Three ministers were let go in the cabinet shuffle, including Gavin Williamson, who was education secretary. He had been entangled in a number of scandals during the coronavirus pandemic, including over the government’s use of an algorithm to estimate exam results that appeared to favor students at private, fee-paying schools. The policy was dropped after a national outcry.
Williamson also came under heavy criticism recently when he confused England soccer star Marcus Rashford with the England rugby player Maro Itoje. Both athletes are Black.
Cabinet reshuffles are not common in Britain. They usually happen after a general election, when a government is flagging in the polls or when there have been scandals and the prime minister decides some fresh faces are the only way out.
The most brutal, arguably, was the one in 1962 by Prime Minister Harold Macmillan, who dismissed seven members — a third of his cabinet.
Until now, Johnson, who became prime minister after a landslide win in the summer of 2019, has seemed reluctant to fire ministers. He did lose his health secretary, Matt Hancock, after the married official was caught on camera in a romantic clutch with one of his top aides, in violation of social distancing rules.

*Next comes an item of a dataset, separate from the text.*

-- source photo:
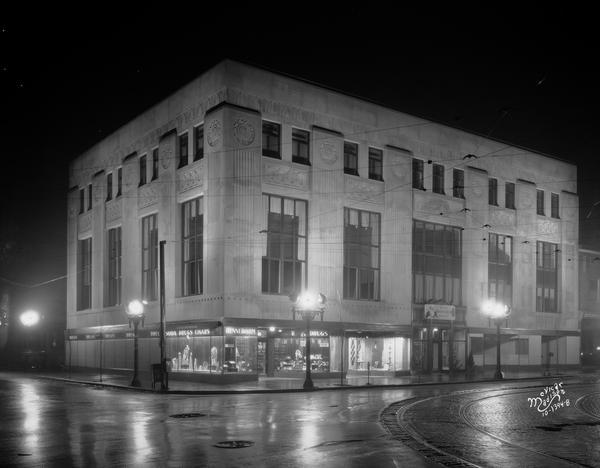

Tony Travers, a political expert at the London School of Economics, said the timing of this reshuffle probably had to do with the ending of the worst of the pandemic.
He noted that, by and large, the ruling Conservatives have done well in the polls during the pandemic, helping give them a kind of “wartime emergency-powers luster.”
“But as politics as normal returns, having a more robust-looking team of ministers who are less likely to make mistakes is more necessary,” Travers said.
A recent YouGov poll for the Times of London showed backing for the Conservatives falling five points to 33 percent. The poll put the opposition Labour Party in the lead — for the first time since January — at 35 percent.
Johnson is dependent on the support of lawmakers in the House of Commons, “and the main reason they like him is he wins election and got Brexit done,” Travers said. “But there are loads of backbench MPs [members of Parliament] with modest majorities who will be wondering about those majorities. If Johnson is ahead in the polls, he’s fine. If he’s behind, it’s disaster for him. Against that backdrop, not letting Labour get too far ahead is important.”